Blog #8: A Yellow Card, Then Unfathomable Violence, in Brazil

On a Sunday afternoon, Otávio Jordão da Silva Cantanhede left on his bike to play soccer on a "lumpy soccer field [that] had wooden goal posts with no nets" where informal matches are often played. The game was going find till Cantanhede twisted his angle or hurt his knee while playing defense and had to play the referee. During the second half of the game, things escalated when Cantanhede gave a fellow friend Josemir Santos Abreu, who quickly turned into an enemy, a yellow card warning. When an argument broke out and Cantanhede gave out a red card, which led to a violent fight. Cantanhede stabbed Abreu twice and Abreu was rushed to the hospital, but died before making it there. Cantanhede suffered a much more brutal death. Abreu's four friends smashed his face with a liquor bottle, beat with a wooden stake, ran over by a motorcycle and stabbed him in the throat. Cantanhede’s lower legs were cut off while his right arm and left wrist were barely attached to the rest of his body. He was also decapitated and his head was posted on a wooden fence across the road of the field where he game had taken place.

This horrid event perfect depicts how social influences can have a dramatic impact on human behavior. Society socializes men to be rough, strong and even violent. Whether it is television, books, magazines, movies or video games, men are seen as muscular, violent, and macho. These men are seen shooting runs or getting into fights to prove their manly demeanor. Society basically tells men that they too must be like this in order to be considered manly. Because of this men think that violence is okay and people expect men to be violent and if a group of boys get in a fight they say that "boys will be boys". When on the other hand, if girls get in a fight it breaks a social norm. This socialization of violence has a strong correlation with what happened on that soccer field. One may be able to use this idea of socialization and conclude that Cantanhede may have stabbed Abreu because he wanted to prove that he is manlier than Abreu. The reason that Abreu's friends attacked Cantanhede may be a bit more complex. First, when men are in groups it is more likely for those men to participate in violent acts together and this is a theme that can be found in cases of gang rape. Instead of stopping the violence, these men do not want to seem weak or less macho to their friends and so go along with the violence. They may also get competitive and become even more violent. This theme can be see in this case of Abreu's friends as well. One of the four friends probably started the attack on Cantanhede then the rest of his friends followed along. Also, the article stated that the crowd "stoked the violence the way wind stokes a fire". The fact that the crowd wanted to see the violence most likely made Abreu's friends feel powerful and so an act of violence that may not have gotten so gruesome probably escalated because the crowd fueled the anger these men were feeling and also fueled their self-esteem and made them feel like the strong man that they have been socialized to be.

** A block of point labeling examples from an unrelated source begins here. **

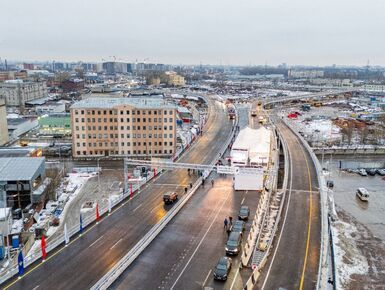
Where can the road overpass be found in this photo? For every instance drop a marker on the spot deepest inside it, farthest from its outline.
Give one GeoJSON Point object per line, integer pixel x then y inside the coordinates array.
{"type": "Point", "coordinates": [294, 262]}
{"type": "Point", "coordinates": [88, 258]}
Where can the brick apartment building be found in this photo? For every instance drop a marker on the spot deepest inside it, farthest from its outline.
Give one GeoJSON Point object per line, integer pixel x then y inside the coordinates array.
{"type": "Point", "coordinates": [124, 127]}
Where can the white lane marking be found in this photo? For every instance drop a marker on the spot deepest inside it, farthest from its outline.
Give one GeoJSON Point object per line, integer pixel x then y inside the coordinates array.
{"type": "Point", "coordinates": [201, 241]}
{"type": "Point", "coordinates": [95, 241]}
{"type": "Point", "coordinates": [115, 244]}
{"type": "Point", "coordinates": [155, 208]}
{"type": "Point", "coordinates": [208, 275]}
{"type": "Point", "coordinates": [137, 207]}
{"type": "Point", "coordinates": [283, 224]}
{"type": "Point", "coordinates": [235, 278]}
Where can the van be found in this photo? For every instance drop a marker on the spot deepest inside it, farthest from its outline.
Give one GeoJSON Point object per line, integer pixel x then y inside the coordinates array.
{"type": "Point", "coordinates": [233, 245]}
{"type": "Point", "coordinates": [362, 194]}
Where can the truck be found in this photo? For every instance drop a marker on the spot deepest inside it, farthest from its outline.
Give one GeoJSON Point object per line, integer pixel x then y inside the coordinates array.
{"type": "Point", "coordinates": [231, 111]}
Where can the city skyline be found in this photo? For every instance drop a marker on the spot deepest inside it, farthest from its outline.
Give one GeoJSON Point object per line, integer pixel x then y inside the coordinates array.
{"type": "Point", "coordinates": [243, 33]}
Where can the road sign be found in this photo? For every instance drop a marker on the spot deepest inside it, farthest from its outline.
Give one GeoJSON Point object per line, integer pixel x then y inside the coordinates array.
{"type": "Point", "coordinates": [227, 169]}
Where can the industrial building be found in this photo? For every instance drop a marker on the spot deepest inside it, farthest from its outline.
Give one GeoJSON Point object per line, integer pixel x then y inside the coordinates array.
{"type": "Point", "coordinates": [22, 181]}
{"type": "Point", "coordinates": [17, 92]}
{"type": "Point", "coordinates": [123, 127]}
{"type": "Point", "coordinates": [20, 126]}
{"type": "Point", "coordinates": [55, 125]}
{"type": "Point", "coordinates": [3, 123]}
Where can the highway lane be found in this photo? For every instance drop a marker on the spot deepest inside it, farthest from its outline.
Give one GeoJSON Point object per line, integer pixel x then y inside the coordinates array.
{"type": "Point", "coordinates": [184, 254]}
{"type": "Point", "coordinates": [82, 263]}
{"type": "Point", "coordinates": [294, 262]}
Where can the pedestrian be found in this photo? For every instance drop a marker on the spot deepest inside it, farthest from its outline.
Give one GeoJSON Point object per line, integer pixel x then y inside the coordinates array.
{"type": "Point", "coordinates": [225, 222]}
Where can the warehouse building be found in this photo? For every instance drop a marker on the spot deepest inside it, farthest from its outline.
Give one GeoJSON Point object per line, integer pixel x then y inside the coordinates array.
{"type": "Point", "coordinates": [123, 127]}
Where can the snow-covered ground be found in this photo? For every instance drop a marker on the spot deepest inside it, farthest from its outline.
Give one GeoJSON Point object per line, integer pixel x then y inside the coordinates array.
{"type": "Point", "coordinates": [349, 259]}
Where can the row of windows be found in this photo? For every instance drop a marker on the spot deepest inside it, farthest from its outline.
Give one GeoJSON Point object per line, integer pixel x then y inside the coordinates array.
{"type": "Point", "coordinates": [128, 152]}
{"type": "Point", "coordinates": [122, 120]}
{"type": "Point", "coordinates": [111, 128]}
{"type": "Point", "coordinates": [135, 135]}
{"type": "Point", "coordinates": [100, 144]}
{"type": "Point", "coordinates": [122, 112]}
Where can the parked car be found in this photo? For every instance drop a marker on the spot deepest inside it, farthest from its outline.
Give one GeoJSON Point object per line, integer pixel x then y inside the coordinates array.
{"type": "Point", "coordinates": [233, 244]}
{"type": "Point", "coordinates": [362, 194]}
{"type": "Point", "coordinates": [362, 172]}
{"type": "Point", "coordinates": [371, 172]}
{"type": "Point", "coordinates": [381, 172]}
{"type": "Point", "coordinates": [170, 197]}
{"type": "Point", "coordinates": [222, 269]}
{"type": "Point", "coordinates": [244, 213]}
{"type": "Point", "coordinates": [239, 226]}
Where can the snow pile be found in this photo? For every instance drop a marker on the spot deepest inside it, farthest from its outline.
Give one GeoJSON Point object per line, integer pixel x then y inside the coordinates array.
{"type": "Point", "coordinates": [349, 259]}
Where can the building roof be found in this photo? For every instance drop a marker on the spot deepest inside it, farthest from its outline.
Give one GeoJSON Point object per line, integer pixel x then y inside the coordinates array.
{"type": "Point", "coordinates": [109, 103]}
{"type": "Point", "coordinates": [19, 168]}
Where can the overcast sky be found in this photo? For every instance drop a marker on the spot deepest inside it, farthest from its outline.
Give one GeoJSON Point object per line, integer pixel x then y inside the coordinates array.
{"type": "Point", "coordinates": [310, 32]}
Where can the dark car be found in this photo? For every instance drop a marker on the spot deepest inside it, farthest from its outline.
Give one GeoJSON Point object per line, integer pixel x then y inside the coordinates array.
{"type": "Point", "coordinates": [170, 197]}
{"type": "Point", "coordinates": [233, 244]}
{"type": "Point", "coordinates": [244, 213]}
{"type": "Point", "coordinates": [222, 269]}
{"type": "Point", "coordinates": [239, 226]}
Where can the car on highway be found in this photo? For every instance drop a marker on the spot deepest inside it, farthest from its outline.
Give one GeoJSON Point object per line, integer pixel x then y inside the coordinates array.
{"type": "Point", "coordinates": [244, 213]}
{"type": "Point", "coordinates": [222, 269]}
{"type": "Point", "coordinates": [170, 197]}
{"type": "Point", "coordinates": [363, 194]}
{"type": "Point", "coordinates": [239, 226]}
{"type": "Point", "coordinates": [233, 244]}
{"type": "Point", "coordinates": [371, 171]}
{"type": "Point", "coordinates": [362, 172]}
{"type": "Point", "coordinates": [381, 172]}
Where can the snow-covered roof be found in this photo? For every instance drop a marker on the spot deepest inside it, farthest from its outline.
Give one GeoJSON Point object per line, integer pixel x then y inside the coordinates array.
{"type": "Point", "coordinates": [19, 168]}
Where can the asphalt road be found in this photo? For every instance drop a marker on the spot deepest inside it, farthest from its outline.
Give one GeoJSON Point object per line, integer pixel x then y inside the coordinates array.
{"type": "Point", "coordinates": [293, 263]}
{"type": "Point", "coordinates": [185, 253]}
{"type": "Point", "coordinates": [87, 259]}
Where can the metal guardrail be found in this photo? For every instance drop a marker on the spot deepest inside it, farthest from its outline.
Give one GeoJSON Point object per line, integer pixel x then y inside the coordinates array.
{"type": "Point", "coordinates": [126, 261]}
{"type": "Point", "coordinates": [322, 269]}
{"type": "Point", "coordinates": [255, 275]}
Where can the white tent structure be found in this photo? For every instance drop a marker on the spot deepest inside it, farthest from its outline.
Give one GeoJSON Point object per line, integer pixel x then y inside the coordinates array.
{"type": "Point", "coordinates": [251, 149]}
{"type": "Point", "coordinates": [259, 153]}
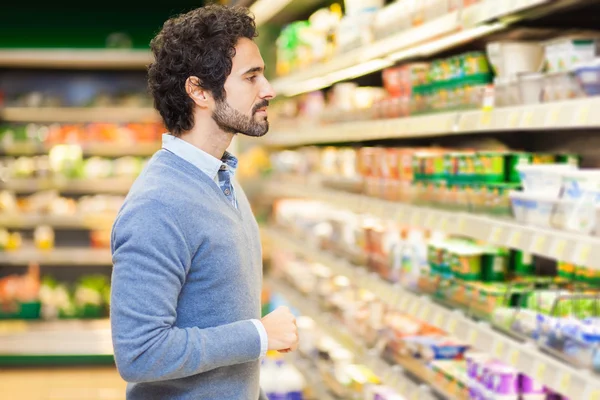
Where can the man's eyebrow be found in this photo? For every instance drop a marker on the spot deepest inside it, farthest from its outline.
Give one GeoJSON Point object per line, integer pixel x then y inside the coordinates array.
{"type": "Point", "coordinates": [254, 69]}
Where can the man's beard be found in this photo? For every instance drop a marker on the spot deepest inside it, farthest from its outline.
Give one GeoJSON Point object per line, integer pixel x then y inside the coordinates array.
{"type": "Point", "coordinates": [232, 121]}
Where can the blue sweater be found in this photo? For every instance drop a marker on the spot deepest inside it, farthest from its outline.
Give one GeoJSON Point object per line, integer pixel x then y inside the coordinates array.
{"type": "Point", "coordinates": [185, 287]}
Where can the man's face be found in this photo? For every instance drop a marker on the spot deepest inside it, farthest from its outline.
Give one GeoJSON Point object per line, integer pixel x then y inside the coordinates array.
{"type": "Point", "coordinates": [247, 94]}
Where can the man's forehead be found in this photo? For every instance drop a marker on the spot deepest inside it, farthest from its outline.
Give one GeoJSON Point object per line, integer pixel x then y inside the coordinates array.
{"type": "Point", "coordinates": [247, 55]}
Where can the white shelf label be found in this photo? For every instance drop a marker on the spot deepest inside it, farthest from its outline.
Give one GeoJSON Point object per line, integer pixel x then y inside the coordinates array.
{"type": "Point", "coordinates": [514, 239]}
{"type": "Point", "coordinates": [564, 382]}
{"type": "Point", "coordinates": [539, 371]}
{"type": "Point", "coordinates": [582, 115]}
{"type": "Point", "coordinates": [582, 253]}
{"type": "Point", "coordinates": [558, 248]}
{"type": "Point", "coordinates": [513, 357]}
{"type": "Point", "coordinates": [552, 117]}
{"type": "Point", "coordinates": [527, 119]}
{"type": "Point", "coordinates": [495, 235]}
{"type": "Point", "coordinates": [498, 348]}
{"type": "Point", "coordinates": [537, 243]}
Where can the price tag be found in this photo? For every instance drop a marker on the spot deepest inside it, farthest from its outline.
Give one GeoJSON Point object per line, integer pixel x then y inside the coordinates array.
{"type": "Point", "coordinates": [537, 243]}
{"type": "Point", "coordinates": [429, 220]}
{"type": "Point", "coordinates": [582, 115]}
{"type": "Point", "coordinates": [403, 303]}
{"type": "Point", "coordinates": [552, 117]}
{"type": "Point", "coordinates": [558, 248]}
{"type": "Point", "coordinates": [414, 308]}
{"type": "Point", "coordinates": [495, 235]}
{"type": "Point", "coordinates": [527, 119]}
{"type": "Point", "coordinates": [425, 312]}
{"type": "Point", "coordinates": [485, 120]}
{"type": "Point", "coordinates": [498, 348]}
{"type": "Point", "coordinates": [582, 253]}
{"type": "Point", "coordinates": [513, 119]}
{"type": "Point", "coordinates": [452, 325]}
{"type": "Point", "coordinates": [443, 224]}
{"type": "Point", "coordinates": [399, 215]}
{"type": "Point", "coordinates": [594, 395]}
{"type": "Point", "coordinates": [462, 223]}
{"type": "Point", "coordinates": [472, 337]}
{"type": "Point", "coordinates": [539, 370]}
{"type": "Point", "coordinates": [514, 239]}
{"type": "Point", "coordinates": [438, 319]}
{"type": "Point", "coordinates": [564, 382]}
{"type": "Point", "coordinates": [513, 357]}
{"type": "Point", "coordinates": [414, 218]}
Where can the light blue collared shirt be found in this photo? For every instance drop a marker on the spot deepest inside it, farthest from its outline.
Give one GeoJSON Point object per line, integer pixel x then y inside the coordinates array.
{"type": "Point", "coordinates": [222, 173]}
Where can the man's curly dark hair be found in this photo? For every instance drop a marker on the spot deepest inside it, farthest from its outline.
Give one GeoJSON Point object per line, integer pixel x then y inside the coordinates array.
{"type": "Point", "coordinates": [199, 43]}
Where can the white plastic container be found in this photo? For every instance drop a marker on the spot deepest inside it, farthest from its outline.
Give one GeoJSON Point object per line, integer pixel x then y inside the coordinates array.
{"type": "Point", "coordinates": [534, 209]}
{"type": "Point", "coordinates": [582, 185]}
{"type": "Point", "coordinates": [531, 86]}
{"type": "Point", "coordinates": [357, 7]}
{"type": "Point", "coordinates": [543, 179]}
{"type": "Point", "coordinates": [512, 58]}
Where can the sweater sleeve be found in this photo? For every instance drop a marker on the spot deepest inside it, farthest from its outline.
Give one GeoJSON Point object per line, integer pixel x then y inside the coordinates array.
{"type": "Point", "coordinates": [151, 257]}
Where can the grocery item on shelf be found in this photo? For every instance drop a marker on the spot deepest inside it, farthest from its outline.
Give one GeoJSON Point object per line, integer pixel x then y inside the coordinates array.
{"type": "Point", "coordinates": [280, 380]}
{"type": "Point", "coordinates": [67, 162]}
{"type": "Point", "coordinates": [458, 179]}
{"type": "Point", "coordinates": [19, 295]}
{"type": "Point", "coordinates": [87, 298]}
{"type": "Point", "coordinates": [512, 289]}
{"type": "Point", "coordinates": [91, 133]}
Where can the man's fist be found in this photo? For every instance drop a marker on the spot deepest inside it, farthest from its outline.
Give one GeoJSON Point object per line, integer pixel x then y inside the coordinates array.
{"type": "Point", "coordinates": [281, 330]}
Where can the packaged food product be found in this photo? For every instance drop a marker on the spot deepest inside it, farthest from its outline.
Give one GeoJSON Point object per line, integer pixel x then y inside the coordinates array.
{"type": "Point", "coordinates": [512, 58]}
{"type": "Point", "coordinates": [543, 179]}
{"type": "Point", "coordinates": [588, 77]}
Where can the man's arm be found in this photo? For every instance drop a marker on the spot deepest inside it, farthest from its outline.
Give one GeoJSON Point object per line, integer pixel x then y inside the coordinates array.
{"type": "Point", "coordinates": [151, 257]}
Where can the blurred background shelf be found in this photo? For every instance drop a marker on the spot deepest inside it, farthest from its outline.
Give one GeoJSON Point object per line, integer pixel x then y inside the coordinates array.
{"type": "Point", "coordinates": [556, 244]}
{"type": "Point", "coordinates": [89, 150]}
{"type": "Point", "coordinates": [80, 186]}
{"type": "Point", "coordinates": [524, 356]}
{"type": "Point", "coordinates": [407, 376]}
{"type": "Point", "coordinates": [30, 221]}
{"type": "Point", "coordinates": [61, 256]}
{"type": "Point", "coordinates": [75, 59]}
{"type": "Point", "coordinates": [55, 343]}
{"type": "Point", "coordinates": [559, 116]}
{"type": "Point", "coordinates": [76, 114]}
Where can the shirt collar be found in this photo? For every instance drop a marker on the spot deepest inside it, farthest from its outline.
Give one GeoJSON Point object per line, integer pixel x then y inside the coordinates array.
{"type": "Point", "coordinates": [197, 157]}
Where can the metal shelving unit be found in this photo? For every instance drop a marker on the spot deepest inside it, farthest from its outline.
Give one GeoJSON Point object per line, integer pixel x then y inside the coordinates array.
{"type": "Point", "coordinates": [524, 356]}
{"type": "Point", "coordinates": [566, 115]}
{"type": "Point", "coordinates": [563, 245]}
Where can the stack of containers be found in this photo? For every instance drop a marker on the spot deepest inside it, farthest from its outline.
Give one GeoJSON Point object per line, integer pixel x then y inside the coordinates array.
{"type": "Point", "coordinates": [559, 196]}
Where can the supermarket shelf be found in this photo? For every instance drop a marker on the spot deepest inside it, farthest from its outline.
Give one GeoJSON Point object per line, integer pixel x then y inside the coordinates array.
{"type": "Point", "coordinates": [561, 245]}
{"type": "Point", "coordinates": [30, 221]}
{"type": "Point", "coordinates": [61, 342]}
{"type": "Point", "coordinates": [78, 114]}
{"type": "Point", "coordinates": [313, 380]}
{"type": "Point", "coordinates": [75, 59]}
{"type": "Point", "coordinates": [60, 257]}
{"type": "Point", "coordinates": [393, 376]}
{"type": "Point", "coordinates": [524, 356]}
{"type": "Point", "coordinates": [116, 149]}
{"type": "Point", "coordinates": [572, 114]}
{"type": "Point", "coordinates": [432, 37]}
{"type": "Point", "coordinates": [78, 186]}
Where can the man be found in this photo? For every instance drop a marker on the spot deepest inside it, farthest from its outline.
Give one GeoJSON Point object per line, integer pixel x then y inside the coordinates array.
{"type": "Point", "coordinates": [187, 276]}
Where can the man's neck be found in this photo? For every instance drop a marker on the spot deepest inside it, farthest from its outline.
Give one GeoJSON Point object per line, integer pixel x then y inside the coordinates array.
{"type": "Point", "coordinates": [208, 138]}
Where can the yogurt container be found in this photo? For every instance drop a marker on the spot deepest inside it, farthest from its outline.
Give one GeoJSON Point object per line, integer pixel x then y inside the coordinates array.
{"type": "Point", "coordinates": [546, 179]}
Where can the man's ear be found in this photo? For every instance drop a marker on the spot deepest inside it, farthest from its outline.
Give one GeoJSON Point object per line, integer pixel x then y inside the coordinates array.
{"type": "Point", "coordinates": [201, 96]}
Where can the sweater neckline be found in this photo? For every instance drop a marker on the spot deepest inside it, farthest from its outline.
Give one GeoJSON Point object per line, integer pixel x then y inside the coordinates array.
{"type": "Point", "coordinates": [191, 168]}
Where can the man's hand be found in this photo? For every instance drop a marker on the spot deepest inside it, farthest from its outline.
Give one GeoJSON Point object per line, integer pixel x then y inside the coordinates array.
{"type": "Point", "coordinates": [281, 330]}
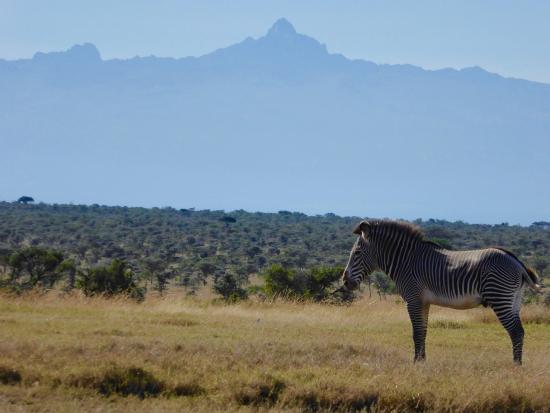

It is also important to notice that this event happened in a poverty stricken area of Brazil. Poverty leads to inequality and according to this article, this tragic event showcased the "hopelessness and rage born of poverty and inequality, and mistrust that seethed from inadequate policing and uneven access to justice". Because this is a impoverished neighborhood where inequality runs rampant, the police are not very concerned about what goes on and there is no form of strict policing. This leads the people of this area to solve problems in their own way. This violent event is an example of the kind of informal way that these people deal with their problems, "bloodshed trumped by bloodshed". One can conclude from this event that a lack of a formal structure leads people to create their own informal structure of justice which leads to violence.

The death of these two men should be a wake up call to the world of the kind of impact society has on its people. The socialization of men to be violent and the way formal sanctions are not properly placed or unforced in areas that are poverty stricken should be recognized and a solution must be created or else violent acts like this will continue all over the world.